Zulässigkeit von Leistungsdaten in Echtzeit

Wenn Organisationen Leistung und Verhalten der Beschäftigten überwachen wollen, ist dies nicht oder nur unter bestimmten Bedingungen möglich. Ein Urteil gibt Hinweise dazu.

Übersicht

  1. Der Fall
  2. Leistungsdaten in Logistikprozessen
  3. Untersagung der Datenverarbeitung
  4. Verarbeitung wird als erforderlich angesehen
  5. Fazit

1) Der Fall

Leistungsdaten

In dem vom Verwaltungsgericht Hannover behandelten Fall betreibt ein Unternehmen ein großes Logistikzentrum in Niedersachsen. Das Zentrum erstreckt sich über 64.000 Quadratmeter und beschäftigt zwischen 1.700 und 2.200 Mitarbeiter. Diese Mitarbeiter bearbeiten täglich durchschnittlich 220.000 Pakete, was 153 Paketen pro Minute entspricht. Das Unternehmen garantiert Termine für den Paketversand, was bedeutet, dass nur etwa vier Stunden zwischen der Auftragserteilung und der Übergabe der Pakete an das Transportunternehmen verbleiben.

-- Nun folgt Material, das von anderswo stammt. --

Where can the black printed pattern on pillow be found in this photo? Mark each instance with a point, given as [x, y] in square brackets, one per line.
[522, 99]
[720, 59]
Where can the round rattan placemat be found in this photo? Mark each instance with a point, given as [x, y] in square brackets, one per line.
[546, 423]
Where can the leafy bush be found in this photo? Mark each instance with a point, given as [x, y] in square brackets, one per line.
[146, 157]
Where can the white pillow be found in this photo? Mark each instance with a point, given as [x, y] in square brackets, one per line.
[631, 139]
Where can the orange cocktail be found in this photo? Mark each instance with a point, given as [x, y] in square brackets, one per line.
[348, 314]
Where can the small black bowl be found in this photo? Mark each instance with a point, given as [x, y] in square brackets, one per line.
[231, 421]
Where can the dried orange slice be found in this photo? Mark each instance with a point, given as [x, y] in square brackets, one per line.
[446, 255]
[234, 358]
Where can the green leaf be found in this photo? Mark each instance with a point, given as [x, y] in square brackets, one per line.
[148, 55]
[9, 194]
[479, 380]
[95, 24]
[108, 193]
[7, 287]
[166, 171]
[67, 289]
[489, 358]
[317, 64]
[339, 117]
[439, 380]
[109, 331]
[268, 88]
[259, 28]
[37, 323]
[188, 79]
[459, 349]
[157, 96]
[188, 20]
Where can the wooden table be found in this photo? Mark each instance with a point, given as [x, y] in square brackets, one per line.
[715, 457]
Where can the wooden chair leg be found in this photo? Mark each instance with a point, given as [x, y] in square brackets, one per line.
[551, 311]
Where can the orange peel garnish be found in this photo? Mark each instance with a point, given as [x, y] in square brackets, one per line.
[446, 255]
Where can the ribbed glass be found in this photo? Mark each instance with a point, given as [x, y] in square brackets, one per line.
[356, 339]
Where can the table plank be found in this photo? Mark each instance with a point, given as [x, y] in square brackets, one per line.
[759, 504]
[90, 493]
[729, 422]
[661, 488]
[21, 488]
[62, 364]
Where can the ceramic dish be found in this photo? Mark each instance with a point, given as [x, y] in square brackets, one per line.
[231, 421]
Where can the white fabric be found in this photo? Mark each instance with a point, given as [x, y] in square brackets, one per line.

2) Leistungsdaten in Logistikprozessen

Die Mitarbeiter nutzen Handscanner, die jeden Arbeitsschritt in Echtzeit dokumentieren, und die Auswertung erfolgt über verschiedene Softwares. Das Unternehmen nutzt die minutengenauen Leistungswerte der Mitarbeiter, um die Logistikprozesse zu steuern. Ein aktuelles Urteil klärt die Zulässigkeit dieser Datenerhebung und Überwachung. Beispielsweise reagiert das Unternehmen auf zu langsame Paketabfertigung in bestimmten Bereichen durch Umverteilung von Mitarbeitern. Dank der Handscanner können die Mitarbeiter im gesamten Logistikzentrum jederzeit lokalisiert werden. Die Leistungsdaten werden auch für flexible Einsatzplanung sowie Feedbackgespräche, berufliche Qualifizierungen und Personalentscheidungen wie Ent- oder Weiterbefristung von Arbeitsverträgen verwendet.

3) Untersagung der Datenverarbeitung

Die Landesbeauftragte für den Datenschutz (LfD) Niedersachsen startete 2017 eine datenschutzrechtliche Untersuchung gegen das Unternehmen. Im Jahr 2020 präsentierte das Unternehmen Datenschutz-Folgenabschätzungen für verschiedene Anwendungen. Im Oktober 2020 untersagte die LfD dem Unternehmen die kontinuierliche Erhebung von aktuellen und minutengenauen Leistungsdaten der Mitarbeiter für die Erstellung von Profilen, Feedbackgesprächen und Prozessanalysen. Die LfD begründete dies mit einem Verstoß gegen § 26 des Bundesdatenschutzgesetzes (BDSG), da die minutengenaue Erfassung nicht notwendig sei und einen unverhältnismäßigen Druck auf die Mitarbeiter ausübe. Das Unternehmen hat gegen diese Untersagung vor dem Verwaltungsgericht Hannover geklagt.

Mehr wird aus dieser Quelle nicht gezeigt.